Follicle Stimulating Hormone (FSH) • Code 83001

  • Test Type
  • Specimen Information
Test Description

FSH and LH are produced by the pituitary gland. LH and FSH together stimulate the growth and maturation of the follicle and hence the biosynthesis of estrogen and progesterone. The highest LH concentrations occur during the middle of the menstrual cycle peak and induce ovulations and formation of the corpus luteum (hormone secreting structure formed in the ovaries after a woman ovulates), the principal secretion product being progesterone. FSH and LH levels can aid in differentiating between primary and secondary ovarian failure.

Control of FSH production is a complex system involving the hypothalamus in the brain, the pituitary gland, and the hormones produced by the ovaries or testicles. The hypothalamus releases gonadotropin-releasing hormone (GnRH), which stimulates the pituitary to release FSH and luteinizing hormone (LH), a closely related hormone also involved in reproduction.

When should this test be ordered?
For women, this test may be ordered when infertility (difficulty getting pregnant) is suspected or to aid in the cause of irregular menstrual periods or the absence there of. This test may also be used in both men and women when a healthcare practitioner suspect a pituitary disorder. A Pituitary disorder can affect the production of several hormones. In men, these tests may be used to evaluate testicular failure, assess low sperm count or low muscle mass.
High Risk · Male: <= 1.4 (mIU/mL) & >= 12.5 (mIU/mL)
Results for FSH and LH are typically considered together.
Borderline Risk · None
None determined for this test.
Low Risk · Male: 1.5-12.4 (mIU/mL)
Within Reference Range
Testing Method Used
Sandwich principle: streptavidin-coated microparticles with ruthenium complex.

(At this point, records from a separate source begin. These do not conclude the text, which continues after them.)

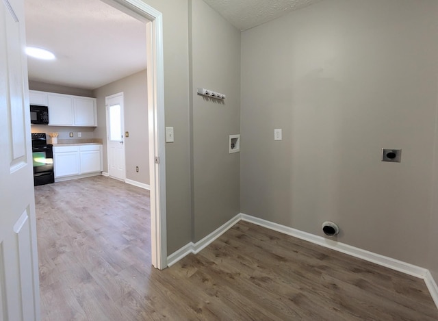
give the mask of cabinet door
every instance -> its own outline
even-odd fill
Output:
[[[53,153],[55,178],[79,174],[79,151]]]
[[[81,152],[81,174],[101,172],[101,151],[86,151]]]
[[[97,126],[95,99],[73,98],[73,110],[75,126]]]
[[[29,101],[31,105],[47,105],[47,93],[36,90],[29,90]]]
[[[49,125],[73,126],[73,103],[70,96],[48,94]]]

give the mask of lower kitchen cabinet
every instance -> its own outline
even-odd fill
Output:
[[[102,171],[102,145],[53,146],[55,181],[99,175]]]
[[[83,145],[79,146],[81,174],[102,171],[101,145]]]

Sample is stable for 14 days at 2-8°C.

Please ship samples daily.
Improvements and Prevention
Your doctor may recommend hormone therapy treatment depending on your results and a complete evaluation of other test results.
Specimen Type
Serum
Fasting Required
Yes
Drawing and Processing
  1. Draw from a vein into a SST tubetube1
  2. Invert tube (do not shake) 1-2 times to mix adequately
  3. Let stand upright in tube rack for 30 minutes
  4. Centrifuge for 15 minutes at 3300rpm
  5. Do not leave at room temperature for more than 1 hour
  6. Keep cold in a refrigerator to maintain stability, until ready to ship
Shipping Instructions
  1. Freeze ice packs 24 hours prior to use
  2. Place ice packs inside the Styrofoam insulated kit
  3. Place processed tubes inside biohazard bag, place inside kit
  4. Seal box, print airbill and adhere to box and wait for courier to pick up
Rejection Criteria
QNS; temperature out of range upon receipt; grossly hemolyzed; if grossly lipemic, will run as a diluted sample; wrong specimen type; sample stability exceeded for this analyte; unlabeled or mislabeled specimen
References
1. Borawski D, Bluth MH. Reproductive function and pregnancy. In: McPherson RA, Pincus MR, eds. Henry’s Clinical Diagnosis and Management by Laboratory Methods. 22nd ed. Philadelphia, PA: Elsevier Saunders; 2011:chap 25.
2. Gruber HA, Farag AF. Evaluation of endocrine function. In: McPherson RA, Pincus MR, eds. Henry’s Clinical Diagnosis and Management by Laboratory Methods. 22nd ed. Philadelphia, PA: Elsevier Saunders; 2011:chap 24.
3. Melmed S, Kleinberg D, Ho K. Pituitary physiology and diagnostic evaluation. In: Melmed S, Polonsky KS, Larsen PR, Kronenberg HM, eds. Williams Textbook of Endocrinology. 12th ed. Philadelphia, PA: Elsevier Saunders; 2011:chap 8.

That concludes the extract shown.